Cybercriminals have been busy beavers during the pandemic, according to a new report from cybersecurity firm CrowdStrike.
The company found that cyberattacks conducted via hands-on keyboard activity made up almost four fifths (79%) of all intrusions in the past year. The time taken for attackers to cause serious damage also fell dramtically from 2019 to 2020, with the average “breakout time” (how long it takes for an attacker to start moving beyond the initial beachhead) was now just four hours and 28 minutes.
Furthermore, with Covid-19 very much still being a thing, the healthcare industry is perceived as a lucrative target. CrowdStrike Intelligence confirmed 18 ‘Big Game Hunting’ enterprise ransomware families, that managed to infect more than a hundred healthcare organizations last year.
Cloud-native could be the answer
The report went on to highlight a number of other potential threats over the coming months as the world tries to return to normal.
Breaking the threat landscape down geographically, CrowdStrike believes China will remain mostly focused on supply chain compromises against western companies, as it looks to steal valuable intelligence on the Covid-19 technology, vaccine, its manufacturing and distribution.
The company also highlighted a food shortage in North Korea caused directly by the pandemic, and warned this may force cybercriminals into enhancing their operations this year.
The introduction of Dedicated Leak Sites (DLS), data extortion techniques is also expected to allow attackers a number of new attack vectors.
But of all the different attack types and styles, targeting the supply chain has become quite popular, mostly due to the fact that a single breach allows criminals access to multiple targets.
CrowdStrike is now urging businesses ensure the security of their data by employing comprehensive cloud-native technology.

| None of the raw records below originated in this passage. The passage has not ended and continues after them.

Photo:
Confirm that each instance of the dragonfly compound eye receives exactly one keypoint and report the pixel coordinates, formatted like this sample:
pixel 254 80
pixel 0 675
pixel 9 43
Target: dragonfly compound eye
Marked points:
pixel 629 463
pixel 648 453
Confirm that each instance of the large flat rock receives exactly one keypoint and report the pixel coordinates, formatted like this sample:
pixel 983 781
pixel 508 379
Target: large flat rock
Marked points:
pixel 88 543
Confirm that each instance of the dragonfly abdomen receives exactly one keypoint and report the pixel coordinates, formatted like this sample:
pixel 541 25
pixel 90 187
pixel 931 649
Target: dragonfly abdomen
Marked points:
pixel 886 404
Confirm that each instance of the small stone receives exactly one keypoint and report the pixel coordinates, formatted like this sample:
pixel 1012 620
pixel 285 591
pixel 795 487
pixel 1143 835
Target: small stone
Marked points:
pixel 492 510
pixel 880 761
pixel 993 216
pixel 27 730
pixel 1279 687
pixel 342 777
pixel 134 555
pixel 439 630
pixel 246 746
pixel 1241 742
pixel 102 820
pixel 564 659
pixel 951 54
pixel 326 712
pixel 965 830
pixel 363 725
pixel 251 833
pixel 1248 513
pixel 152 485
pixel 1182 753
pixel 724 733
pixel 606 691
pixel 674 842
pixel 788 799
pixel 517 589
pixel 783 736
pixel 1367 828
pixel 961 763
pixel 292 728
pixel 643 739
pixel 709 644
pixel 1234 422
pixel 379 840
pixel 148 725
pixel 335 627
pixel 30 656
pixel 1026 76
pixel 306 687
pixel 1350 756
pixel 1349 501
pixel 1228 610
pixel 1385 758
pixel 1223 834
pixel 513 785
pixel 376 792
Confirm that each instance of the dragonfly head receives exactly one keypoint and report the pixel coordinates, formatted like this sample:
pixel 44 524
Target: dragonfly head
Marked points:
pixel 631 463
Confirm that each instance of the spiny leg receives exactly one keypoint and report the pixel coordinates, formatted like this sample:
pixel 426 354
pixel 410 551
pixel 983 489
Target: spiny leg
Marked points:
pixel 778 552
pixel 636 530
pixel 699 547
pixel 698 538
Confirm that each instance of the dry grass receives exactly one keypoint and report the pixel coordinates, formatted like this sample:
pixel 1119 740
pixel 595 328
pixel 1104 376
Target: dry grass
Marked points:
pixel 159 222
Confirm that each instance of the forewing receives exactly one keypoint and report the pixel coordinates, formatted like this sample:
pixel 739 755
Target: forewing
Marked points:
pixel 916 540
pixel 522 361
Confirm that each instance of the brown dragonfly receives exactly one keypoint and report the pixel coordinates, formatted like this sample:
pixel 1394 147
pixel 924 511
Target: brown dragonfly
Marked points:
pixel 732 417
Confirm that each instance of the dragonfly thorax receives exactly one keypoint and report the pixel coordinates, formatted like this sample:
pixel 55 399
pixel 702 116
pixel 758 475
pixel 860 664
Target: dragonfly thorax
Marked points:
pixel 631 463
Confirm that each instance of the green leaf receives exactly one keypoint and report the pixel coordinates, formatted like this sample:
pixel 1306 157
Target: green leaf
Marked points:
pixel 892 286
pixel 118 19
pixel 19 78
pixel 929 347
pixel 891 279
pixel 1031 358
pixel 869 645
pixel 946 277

It should allow them increased visibility and prevention capabilities, which include threat intelligence and expert threat hunting.
“(T)oday’s rapidly changing remote work environment highlights that identity protection is central to the defense of any enterprise’s infrastructure,” said Adam Meyers, senior VP of intelligence at CrowdStrike.
“Organizations must take decisive action to control access and protect data in order to outmaneuver adversaries.”